# 96 xe need info



## aqha09 (Apr 25, 2008)

just bought the truck 96 xe 4x4 5speed. this is my second nissan. what is the deal, the truck turns 3000 rpm @ 60mph in fifth gear? i bought the truck to save gas, and at this rate I would be better driving my 2500hd. it has a 4.8 rear axle. what gears did this truck originally come with? can i change to a lower gear? i do alot of highway miles and do not want to turn the engine that high as i cant imagine it to be good. any thoughts?


----------



## rockcrusher44 (Oct 7, 2006)

I have a 97 four wheel drive and yes those RPMs are normal. I drive my truck about an average of 50 to 100 miles a day and my fuel mileage runs around 21 to 22 MPG. If you want better gas mileage you probably should have gone with the two wheel drive model, I hear they get better mileage and are not geared quite as low. As far as the RPMs hurting anything I usally cruise at around 60 MPH but I can tell you from experiance I have ran the little truck at 75 and 80 MPH continuously for 500 miles and it never complained a bit. The motor was a little busy and the gas mileage went down a couple of MPG but it didn't use any oil and it didn't seem to hurt anything. Any truck with four wheel drive is probably not going to get much better gas mileage. Good luck.


----------



## saidiadude (Mar 31, 2008)

I switched to Synthetic MT fluid on my 2WD and the hwy mileage went from 24ish to 26 if I drive at 65mph. I get 27 at 60mph. Many years ago, I had a low resistance fan on my Isuzu Amigo and that helped increase mileage by 1 or 2 mpg (and increase HP slightly at high RPM). May be cheaper/easier than swapping out gears. Better yet, do all of the above AND change out the gears


----------



## rdixiemiller (Mar 6, 2008)

4X4's are heavier than a comparable 2X4. That doesn't help.
They sit higher, more wind resistance.
Wider tires, more rolling resistance.
Lower gearing, higher engine RPM, less fuel economy.
If you compare 2 trucks that are identical, except for the 4X4 differences, the 4X4 will use more gas per mile.
However, 21-22 MPG is usually better than a comparable V-8 powered full size truck will do.
I get 23 MPG around town in my 93 4cyl. mt hardbody 2X4, 26-27 MPG on the highway at 60 mph.


----------



## CalHvyMetl (Dec 4, 2006)

I set my cruise control at 75 and run about 3200 RPM in 5th. 55 in 4th is about 3200. What size tires are you running?


----------



## rockcrusher44 (Oct 7, 2006)

Chris you have a six cylinder and we have four bangers. Different gear ratios and engines. At 75 or 80 MPH I'm running close to 4000 RPMs. I guess they gear the four bangers lower to compensate for a weaker engine. Or maybe I misunderstood and AGHA09 does have a six cylinder.


----------



## CalHvyMetl (Dec 4, 2006)

Oh, yeah. I keep forgetting they make small trucks too. Sounds like the gas mileage is about the same though. I got 23 mpg driving mine home from Cleveland. I've never checked my in city mileage


----------



## rockcrusher44 (Oct 7, 2006)

Your trucks the same size, your engines just a little bigger.


----------



## CalHvyMetl (Dec 4, 2006)

Lol, that's what she said


----------



## 88pathoffroad (Jun 6, 2004)

You have a 96 4x4 4-cyl with 4.8's? That's a new one on me. I thought all the 4x4's had 4.3 or 4.6's. Must be the 4-cyl equipment that got you those gears. 

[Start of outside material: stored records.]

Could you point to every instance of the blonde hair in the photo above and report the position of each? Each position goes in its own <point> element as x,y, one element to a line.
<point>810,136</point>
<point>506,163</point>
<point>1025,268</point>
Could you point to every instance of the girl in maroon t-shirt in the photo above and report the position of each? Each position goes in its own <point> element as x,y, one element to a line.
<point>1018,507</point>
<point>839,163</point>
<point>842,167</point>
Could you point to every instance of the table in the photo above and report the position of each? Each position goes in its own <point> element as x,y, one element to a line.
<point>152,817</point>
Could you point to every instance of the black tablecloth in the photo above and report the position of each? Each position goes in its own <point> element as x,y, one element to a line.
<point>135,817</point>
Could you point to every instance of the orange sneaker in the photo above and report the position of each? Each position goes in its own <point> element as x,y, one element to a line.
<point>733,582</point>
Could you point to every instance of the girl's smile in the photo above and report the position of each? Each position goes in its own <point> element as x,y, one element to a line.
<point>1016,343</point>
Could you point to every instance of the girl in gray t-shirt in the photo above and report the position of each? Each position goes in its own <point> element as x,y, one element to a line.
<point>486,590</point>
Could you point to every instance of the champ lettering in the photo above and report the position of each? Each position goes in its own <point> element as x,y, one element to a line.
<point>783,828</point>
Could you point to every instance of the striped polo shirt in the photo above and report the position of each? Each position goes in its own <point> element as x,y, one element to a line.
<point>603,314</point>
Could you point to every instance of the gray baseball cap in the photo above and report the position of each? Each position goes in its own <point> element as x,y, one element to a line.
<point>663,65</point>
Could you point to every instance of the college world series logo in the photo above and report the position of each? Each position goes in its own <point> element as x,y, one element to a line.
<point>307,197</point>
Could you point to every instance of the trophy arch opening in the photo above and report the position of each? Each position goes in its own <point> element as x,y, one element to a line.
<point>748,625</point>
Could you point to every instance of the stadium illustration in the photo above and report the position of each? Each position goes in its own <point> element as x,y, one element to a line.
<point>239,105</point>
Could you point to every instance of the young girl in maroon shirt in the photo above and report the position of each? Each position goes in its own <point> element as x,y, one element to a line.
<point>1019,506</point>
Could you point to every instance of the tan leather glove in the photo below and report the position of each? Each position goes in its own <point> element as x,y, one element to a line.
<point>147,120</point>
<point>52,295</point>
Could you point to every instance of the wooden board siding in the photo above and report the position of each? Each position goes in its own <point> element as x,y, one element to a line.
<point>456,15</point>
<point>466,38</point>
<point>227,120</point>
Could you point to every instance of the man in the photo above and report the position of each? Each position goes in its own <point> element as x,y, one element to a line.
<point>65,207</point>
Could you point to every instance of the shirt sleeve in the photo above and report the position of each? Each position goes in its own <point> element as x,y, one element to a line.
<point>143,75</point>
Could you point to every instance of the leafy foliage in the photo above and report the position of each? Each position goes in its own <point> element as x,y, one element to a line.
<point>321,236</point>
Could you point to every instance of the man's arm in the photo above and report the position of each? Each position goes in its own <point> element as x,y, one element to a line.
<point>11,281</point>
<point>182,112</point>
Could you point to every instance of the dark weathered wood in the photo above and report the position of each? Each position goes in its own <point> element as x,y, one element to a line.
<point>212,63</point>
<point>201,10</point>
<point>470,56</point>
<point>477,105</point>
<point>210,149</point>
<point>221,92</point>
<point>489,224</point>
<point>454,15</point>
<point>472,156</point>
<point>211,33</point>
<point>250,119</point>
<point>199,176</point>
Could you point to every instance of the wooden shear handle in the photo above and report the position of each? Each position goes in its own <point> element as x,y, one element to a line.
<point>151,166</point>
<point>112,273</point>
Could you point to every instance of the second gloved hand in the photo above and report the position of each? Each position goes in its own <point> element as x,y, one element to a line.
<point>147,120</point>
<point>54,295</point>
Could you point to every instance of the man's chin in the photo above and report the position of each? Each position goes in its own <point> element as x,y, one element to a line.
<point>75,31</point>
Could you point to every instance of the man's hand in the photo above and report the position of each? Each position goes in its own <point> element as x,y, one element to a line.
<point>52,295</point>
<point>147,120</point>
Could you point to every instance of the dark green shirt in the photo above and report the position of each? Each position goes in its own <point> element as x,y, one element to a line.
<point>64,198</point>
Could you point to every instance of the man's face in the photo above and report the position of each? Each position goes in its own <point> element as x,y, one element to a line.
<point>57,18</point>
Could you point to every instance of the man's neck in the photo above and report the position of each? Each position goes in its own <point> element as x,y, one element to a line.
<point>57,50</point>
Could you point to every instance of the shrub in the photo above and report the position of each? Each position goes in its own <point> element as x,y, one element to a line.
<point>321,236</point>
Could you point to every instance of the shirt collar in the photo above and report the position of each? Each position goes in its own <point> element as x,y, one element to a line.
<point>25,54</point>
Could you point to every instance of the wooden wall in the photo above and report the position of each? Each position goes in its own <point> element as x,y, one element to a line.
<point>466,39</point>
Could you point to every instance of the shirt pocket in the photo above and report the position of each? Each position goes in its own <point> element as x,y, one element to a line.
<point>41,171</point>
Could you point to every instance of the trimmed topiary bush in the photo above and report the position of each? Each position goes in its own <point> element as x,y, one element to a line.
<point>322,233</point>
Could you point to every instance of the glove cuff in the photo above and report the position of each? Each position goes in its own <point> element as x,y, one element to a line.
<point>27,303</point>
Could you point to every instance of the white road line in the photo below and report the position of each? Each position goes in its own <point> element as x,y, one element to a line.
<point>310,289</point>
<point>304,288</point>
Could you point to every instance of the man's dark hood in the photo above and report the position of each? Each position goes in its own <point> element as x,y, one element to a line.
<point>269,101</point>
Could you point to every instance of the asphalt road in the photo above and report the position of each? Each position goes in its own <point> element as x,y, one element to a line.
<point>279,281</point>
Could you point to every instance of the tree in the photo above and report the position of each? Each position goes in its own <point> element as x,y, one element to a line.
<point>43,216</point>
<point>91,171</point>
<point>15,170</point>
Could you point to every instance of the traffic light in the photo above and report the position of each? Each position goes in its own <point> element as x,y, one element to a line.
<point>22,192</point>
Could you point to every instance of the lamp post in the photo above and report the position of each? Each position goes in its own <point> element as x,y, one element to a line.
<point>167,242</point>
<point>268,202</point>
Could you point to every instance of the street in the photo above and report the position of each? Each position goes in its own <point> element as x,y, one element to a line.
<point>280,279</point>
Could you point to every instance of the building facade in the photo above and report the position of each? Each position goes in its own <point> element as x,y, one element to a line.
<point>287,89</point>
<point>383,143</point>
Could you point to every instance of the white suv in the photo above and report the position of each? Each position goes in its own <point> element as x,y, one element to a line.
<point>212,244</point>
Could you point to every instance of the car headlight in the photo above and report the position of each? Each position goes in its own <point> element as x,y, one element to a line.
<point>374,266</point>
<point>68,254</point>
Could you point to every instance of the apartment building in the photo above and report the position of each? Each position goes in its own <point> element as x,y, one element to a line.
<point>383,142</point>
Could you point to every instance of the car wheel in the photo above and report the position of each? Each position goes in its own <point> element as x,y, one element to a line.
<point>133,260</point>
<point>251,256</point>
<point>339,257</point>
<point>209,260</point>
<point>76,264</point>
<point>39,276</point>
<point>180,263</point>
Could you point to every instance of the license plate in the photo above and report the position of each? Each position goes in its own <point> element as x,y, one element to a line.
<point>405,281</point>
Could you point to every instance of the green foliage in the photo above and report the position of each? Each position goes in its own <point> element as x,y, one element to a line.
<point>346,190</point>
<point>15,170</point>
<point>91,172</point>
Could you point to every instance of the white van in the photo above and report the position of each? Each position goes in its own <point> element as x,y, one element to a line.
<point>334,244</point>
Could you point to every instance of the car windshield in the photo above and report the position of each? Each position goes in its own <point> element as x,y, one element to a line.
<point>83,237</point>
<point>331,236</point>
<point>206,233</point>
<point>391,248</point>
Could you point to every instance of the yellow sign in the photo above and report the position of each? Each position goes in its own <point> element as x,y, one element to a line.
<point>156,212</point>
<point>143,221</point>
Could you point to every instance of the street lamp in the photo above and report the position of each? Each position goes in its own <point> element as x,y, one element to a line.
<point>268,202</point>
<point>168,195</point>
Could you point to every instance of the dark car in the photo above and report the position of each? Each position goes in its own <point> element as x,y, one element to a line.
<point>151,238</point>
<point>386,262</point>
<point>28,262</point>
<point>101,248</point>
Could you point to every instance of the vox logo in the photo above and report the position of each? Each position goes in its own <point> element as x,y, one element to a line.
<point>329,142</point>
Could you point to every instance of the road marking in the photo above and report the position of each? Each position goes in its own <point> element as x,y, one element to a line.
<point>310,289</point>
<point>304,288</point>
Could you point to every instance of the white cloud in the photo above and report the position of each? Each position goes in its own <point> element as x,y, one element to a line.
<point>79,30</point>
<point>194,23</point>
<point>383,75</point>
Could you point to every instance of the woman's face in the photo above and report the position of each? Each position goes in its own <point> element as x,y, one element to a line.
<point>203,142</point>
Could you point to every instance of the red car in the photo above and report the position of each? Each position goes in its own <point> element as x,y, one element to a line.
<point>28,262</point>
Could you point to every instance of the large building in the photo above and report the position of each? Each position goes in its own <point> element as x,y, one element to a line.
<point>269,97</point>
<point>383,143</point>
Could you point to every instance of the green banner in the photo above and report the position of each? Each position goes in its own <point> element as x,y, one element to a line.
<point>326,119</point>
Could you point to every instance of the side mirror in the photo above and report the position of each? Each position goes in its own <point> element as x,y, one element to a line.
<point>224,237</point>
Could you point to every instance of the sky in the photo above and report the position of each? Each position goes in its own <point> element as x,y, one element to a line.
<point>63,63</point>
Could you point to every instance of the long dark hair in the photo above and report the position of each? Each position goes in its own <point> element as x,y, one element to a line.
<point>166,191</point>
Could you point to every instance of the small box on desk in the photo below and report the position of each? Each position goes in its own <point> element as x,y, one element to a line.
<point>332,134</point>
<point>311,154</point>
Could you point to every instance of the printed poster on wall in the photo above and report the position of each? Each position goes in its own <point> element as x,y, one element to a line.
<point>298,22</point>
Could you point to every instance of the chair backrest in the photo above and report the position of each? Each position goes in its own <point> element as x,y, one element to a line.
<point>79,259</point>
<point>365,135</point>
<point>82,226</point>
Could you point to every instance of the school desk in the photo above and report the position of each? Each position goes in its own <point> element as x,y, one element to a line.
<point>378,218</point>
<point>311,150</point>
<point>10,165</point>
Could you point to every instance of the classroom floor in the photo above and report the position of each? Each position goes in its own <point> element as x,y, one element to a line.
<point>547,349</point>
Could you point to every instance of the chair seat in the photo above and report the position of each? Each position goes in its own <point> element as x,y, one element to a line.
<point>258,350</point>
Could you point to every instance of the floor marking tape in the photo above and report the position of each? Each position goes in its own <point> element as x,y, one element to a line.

Your build plate under the hood shows Axle Code HG48? Or is it HF48?

My GF's Toyota Matrix runs at 3200 RPM in sixth gear at 65 MPH, some engines are made to run higher RPM's for extended periods of time. It's not bad for it unless you run it hot or out of oil.


----------



## hellbent99 (May 8, 2008)

Don't take this personally but, why would you buy a truck with such low gear ratios and expect to get good mileage? I owned a '96 4X4 Nissan HB for 10 years and I got around 21 MPG mixed driving. They are underpowered.


----------



## aqha09 (Apr 25, 2008)

here is the weird part. the build plate has the rear end as hg46, but i have the original window sticker and it has the truck as" solid rear axle w/4.875 ratio" im so damn confused. looked into a set of 3.73's all total would run about 400. im to the point i really dont even care right now. 

Off the subject has anyone heard of nissan recalling these trucks? i heard a rumor about the frames being bad and nissan offering to buy them back. sounds a little funny, but i have seen stranger things happen.


----------